Macarthur-Onslow, Elizabeth (1840–1911)
Macarthur-Onslow, Elizabeth (1840–1911)
Australian property owner and businesswoman . Born on May 8, 1840, at Camden Park, Menangle, New South Wales; died on August 2, 1911, while visiting England; only child of James Macarthur and Emily (Stone) Macarthur; granddaughter of Australian wool industry pioneers Elizabeth Macarthur (1767–1850) and John Macarthur; married Arthur Alexander Walton Onslow (a navy captain), on January 31, 1867 (died 1882); children: six sons and two daughters (one son and one daughter died in infancy).
The only child of James Macarthur, scion of an Australian family that had amassed a fortune in the sheep industry, and Emily Stone Macarthur , Elizabeth Macarthur-Onslow was born on May 8, 1840, at the family estate of Camden Park in New South Wales. She was educated at home and as a young adult spent four years on a European "Grand Tour" with her parents. In January 1867, she married Arthur Onslow, a captain in the navy. With her father's death later that year, she inherited a share in Camden Park as well as valuable real estate elsewhere in the state. Her husband died in 1882, and at the end of that decade she lived abroad for several years with her surviving six children while studying recent improvements in the dairy industry. Around 1890, the deaths of two childless uncles brought the whole of the Macarthur property into her possession.

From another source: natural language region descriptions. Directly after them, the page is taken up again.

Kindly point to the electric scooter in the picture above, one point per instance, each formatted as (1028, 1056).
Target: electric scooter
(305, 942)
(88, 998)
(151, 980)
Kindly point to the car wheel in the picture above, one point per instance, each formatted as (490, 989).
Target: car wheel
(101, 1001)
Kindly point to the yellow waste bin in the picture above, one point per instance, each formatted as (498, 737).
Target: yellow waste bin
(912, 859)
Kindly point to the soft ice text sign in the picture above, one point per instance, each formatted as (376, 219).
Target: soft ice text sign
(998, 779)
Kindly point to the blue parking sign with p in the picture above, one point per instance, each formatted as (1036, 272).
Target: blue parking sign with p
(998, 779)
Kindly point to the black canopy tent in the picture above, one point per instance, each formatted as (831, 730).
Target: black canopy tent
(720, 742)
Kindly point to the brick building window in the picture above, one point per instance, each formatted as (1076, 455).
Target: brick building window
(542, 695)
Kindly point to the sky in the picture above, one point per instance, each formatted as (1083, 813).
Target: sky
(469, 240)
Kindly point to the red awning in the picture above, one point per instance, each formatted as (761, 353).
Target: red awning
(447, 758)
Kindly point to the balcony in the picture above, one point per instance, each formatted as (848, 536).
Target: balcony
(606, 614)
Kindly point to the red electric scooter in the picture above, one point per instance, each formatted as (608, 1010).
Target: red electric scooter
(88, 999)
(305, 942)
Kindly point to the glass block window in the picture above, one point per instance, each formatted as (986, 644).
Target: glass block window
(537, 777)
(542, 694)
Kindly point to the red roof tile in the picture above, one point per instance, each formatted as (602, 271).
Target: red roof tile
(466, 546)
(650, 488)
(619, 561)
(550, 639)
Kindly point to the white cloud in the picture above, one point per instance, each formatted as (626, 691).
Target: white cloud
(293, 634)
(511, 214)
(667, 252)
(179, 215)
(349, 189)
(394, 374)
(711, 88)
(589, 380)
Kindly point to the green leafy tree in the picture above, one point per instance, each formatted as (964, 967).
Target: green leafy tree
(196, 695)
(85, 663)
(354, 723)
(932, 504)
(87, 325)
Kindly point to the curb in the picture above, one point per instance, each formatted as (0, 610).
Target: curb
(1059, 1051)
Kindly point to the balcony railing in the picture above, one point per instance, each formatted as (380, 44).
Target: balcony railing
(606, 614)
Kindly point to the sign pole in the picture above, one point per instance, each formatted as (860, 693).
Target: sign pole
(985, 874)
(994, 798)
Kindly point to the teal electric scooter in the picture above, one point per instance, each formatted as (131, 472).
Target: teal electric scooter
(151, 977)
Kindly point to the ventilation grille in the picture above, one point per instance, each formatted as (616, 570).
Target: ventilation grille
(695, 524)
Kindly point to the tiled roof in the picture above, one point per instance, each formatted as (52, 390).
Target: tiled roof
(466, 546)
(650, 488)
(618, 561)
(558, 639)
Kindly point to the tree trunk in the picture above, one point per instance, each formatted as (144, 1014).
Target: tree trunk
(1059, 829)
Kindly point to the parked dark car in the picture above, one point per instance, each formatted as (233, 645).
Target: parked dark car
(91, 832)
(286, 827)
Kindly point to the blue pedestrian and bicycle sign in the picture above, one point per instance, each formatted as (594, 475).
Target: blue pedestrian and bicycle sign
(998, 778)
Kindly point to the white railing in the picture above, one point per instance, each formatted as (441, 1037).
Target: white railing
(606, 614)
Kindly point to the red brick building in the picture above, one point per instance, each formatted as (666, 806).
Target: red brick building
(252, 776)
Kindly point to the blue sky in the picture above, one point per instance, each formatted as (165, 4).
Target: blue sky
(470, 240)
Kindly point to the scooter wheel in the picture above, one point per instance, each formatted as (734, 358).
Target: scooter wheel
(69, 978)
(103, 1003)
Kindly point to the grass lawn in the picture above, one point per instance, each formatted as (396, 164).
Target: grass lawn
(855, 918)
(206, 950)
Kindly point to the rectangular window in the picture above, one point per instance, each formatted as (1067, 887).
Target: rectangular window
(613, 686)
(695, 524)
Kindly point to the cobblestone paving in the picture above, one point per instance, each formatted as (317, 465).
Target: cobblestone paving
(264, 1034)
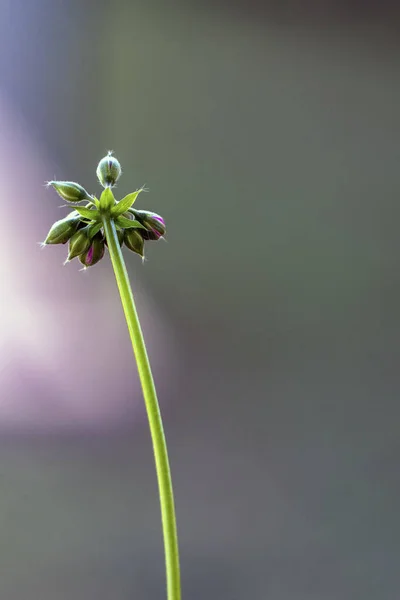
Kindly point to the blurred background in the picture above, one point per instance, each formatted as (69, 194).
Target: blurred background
(268, 135)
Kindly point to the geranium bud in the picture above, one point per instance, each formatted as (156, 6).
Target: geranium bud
(108, 171)
(70, 191)
(94, 253)
(78, 244)
(134, 241)
(63, 229)
(120, 235)
(154, 224)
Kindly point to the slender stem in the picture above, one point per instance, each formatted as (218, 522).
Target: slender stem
(153, 413)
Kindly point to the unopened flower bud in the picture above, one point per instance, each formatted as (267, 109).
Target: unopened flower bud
(108, 170)
(70, 191)
(134, 241)
(120, 235)
(63, 229)
(155, 225)
(94, 253)
(78, 244)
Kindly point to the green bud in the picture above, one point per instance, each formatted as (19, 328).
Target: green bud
(134, 241)
(94, 253)
(78, 244)
(70, 191)
(155, 225)
(106, 201)
(120, 235)
(63, 229)
(108, 171)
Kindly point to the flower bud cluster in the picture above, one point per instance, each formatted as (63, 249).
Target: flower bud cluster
(83, 227)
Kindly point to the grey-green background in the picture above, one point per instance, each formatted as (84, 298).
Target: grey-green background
(268, 135)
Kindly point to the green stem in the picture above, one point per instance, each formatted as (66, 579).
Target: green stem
(153, 413)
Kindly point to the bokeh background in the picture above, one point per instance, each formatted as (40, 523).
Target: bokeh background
(268, 135)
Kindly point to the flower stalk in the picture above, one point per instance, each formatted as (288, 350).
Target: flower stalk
(90, 229)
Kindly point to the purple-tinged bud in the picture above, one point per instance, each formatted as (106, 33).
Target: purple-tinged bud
(78, 244)
(108, 171)
(63, 229)
(70, 191)
(94, 253)
(134, 241)
(155, 225)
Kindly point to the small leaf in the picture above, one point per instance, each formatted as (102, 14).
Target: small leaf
(93, 229)
(87, 213)
(124, 204)
(125, 223)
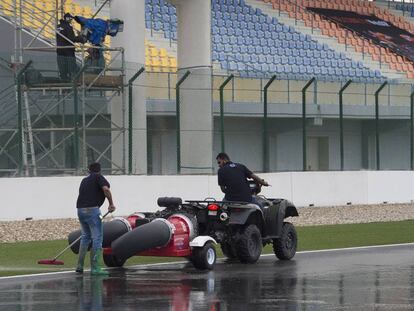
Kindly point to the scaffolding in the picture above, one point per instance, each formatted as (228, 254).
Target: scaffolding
(51, 126)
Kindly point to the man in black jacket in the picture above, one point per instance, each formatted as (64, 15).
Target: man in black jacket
(66, 50)
(232, 179)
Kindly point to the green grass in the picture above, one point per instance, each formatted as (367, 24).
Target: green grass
(21, 258)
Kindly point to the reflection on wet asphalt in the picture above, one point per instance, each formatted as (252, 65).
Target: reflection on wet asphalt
(365, 279)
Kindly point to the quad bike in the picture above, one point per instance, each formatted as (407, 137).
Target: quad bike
(192, 228)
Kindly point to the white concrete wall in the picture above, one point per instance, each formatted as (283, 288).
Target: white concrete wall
(55, 197)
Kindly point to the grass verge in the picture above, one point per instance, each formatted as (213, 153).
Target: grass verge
(21, 258)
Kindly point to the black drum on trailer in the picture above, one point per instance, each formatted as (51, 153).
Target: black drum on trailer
(112, 230)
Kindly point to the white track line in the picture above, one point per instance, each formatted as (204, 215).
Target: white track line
(221, 259)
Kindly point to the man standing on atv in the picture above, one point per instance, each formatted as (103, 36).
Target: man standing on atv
(232, 179)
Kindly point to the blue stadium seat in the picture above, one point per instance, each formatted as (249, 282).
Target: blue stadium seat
(258, 41)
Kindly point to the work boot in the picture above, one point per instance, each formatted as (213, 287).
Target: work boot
(81, 259)
(96, 263)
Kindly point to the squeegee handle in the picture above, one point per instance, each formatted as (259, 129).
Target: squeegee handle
(74, 242)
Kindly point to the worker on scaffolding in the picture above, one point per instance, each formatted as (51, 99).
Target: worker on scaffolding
(65, 39)
(94, 31)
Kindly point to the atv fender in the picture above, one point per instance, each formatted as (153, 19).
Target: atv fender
(240, 217)
(286, 209)
(201, 240)
(275, 215)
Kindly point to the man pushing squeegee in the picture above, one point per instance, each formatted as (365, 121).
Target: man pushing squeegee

Macarthur-Onslow (she legally adopted this name in 1892) returned to Australia and established profitable dairies and a central creamery at Camden Park. The dairies were set up in a semi-cooperative style, with workers and their families provided with housing, equipment, and 60 head of cattle each. The resulting milk, cream and butter were heavily promoted as "hygienic" due to the use of steam processing. Macarthur-Onslow also planted mulberry trees at the estate to use in breeding silkworms for raw silk, and was a member of the Women's Cooperative Silk-Growing and Industrial Association and the Victorian Silk Culture Association. A local philanthropist, she contributed to the Agricultural Society, Camden's School of the Arts, and Macarthur Park, and was a member of the women's branch of the Society for the Prevention of Cruelty to Animals. Possessed of sharp business acumen, she converted the family estate into a corporation in 1899, naming her children as shareholders and thus consolidating the fortune.
sources:
Radi, Heather, ed. 200 Australian Women: A Redress Anthology. NSW, Australia: Women's Redress Press, 1988.